Laber received a CAREER award for his work entitled, “Big computation and the management of emerging infectious diseases.” The methodology proposed in the grant can be used to translate real-time data on emerging infectious diseases, like the Middle Eastern Respiratory Syndrome and superbugs, into recommendations about where, when and to whom to apply interventions so as to minimize the negative impacts of the disease while reducing overall resource consumption. The grant has three primary subprojects:

  1. online, simulation-based planning,
  2. interpretable allocation strategies using priority lists
  3. approximation error bounds that account for computational expenditure.

“A common thread through these three subprojects is the connection of difficult statistical estimation problems with well-established algorithms in machine learning,” Laber said.

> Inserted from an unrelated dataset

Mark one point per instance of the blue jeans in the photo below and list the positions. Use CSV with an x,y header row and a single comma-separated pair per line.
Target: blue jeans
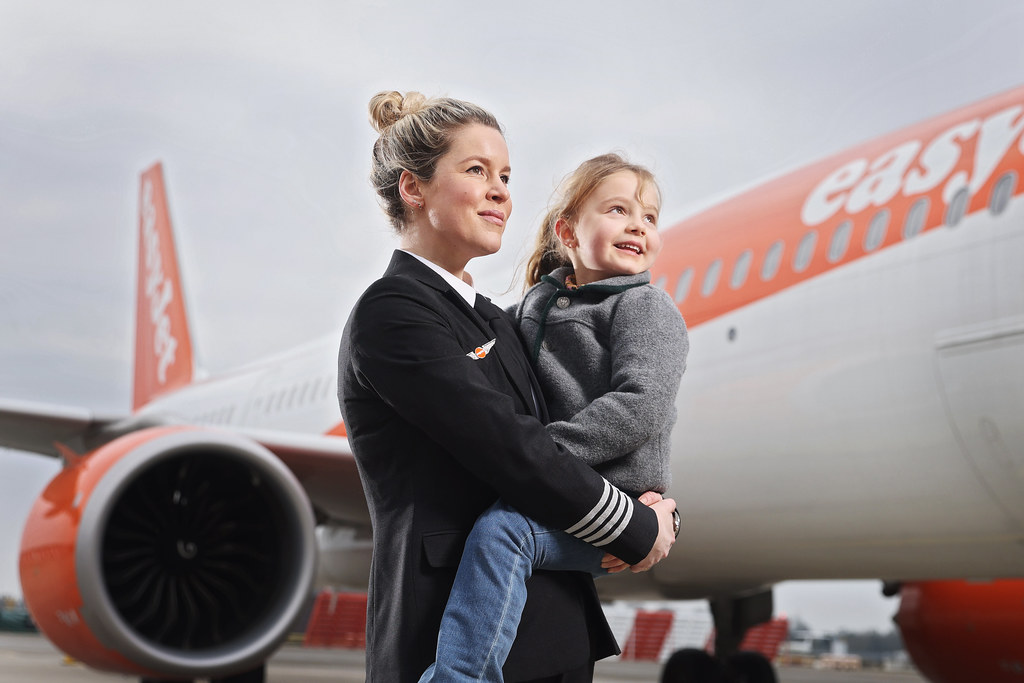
x,y
486,601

Outreach to the community is a major educational objective. “We are using artificial intelligence in videogames to teach high-school students and undergraduates about real-time data-driven decision making. My students Maria Jahja, Nick Meyer, Robert Pehlman, Shuping Ruan and Longshaokan Wang have been doing amazing work on developing games and tutorials,” Laber said.

His long-term goal is to create a principled framework for translating heterogeneous data streams on the current status of an epidemic into recommendations about optimal treatment allocation. “Such a framework could have tremendous positive impacts on public health across the world,” he said.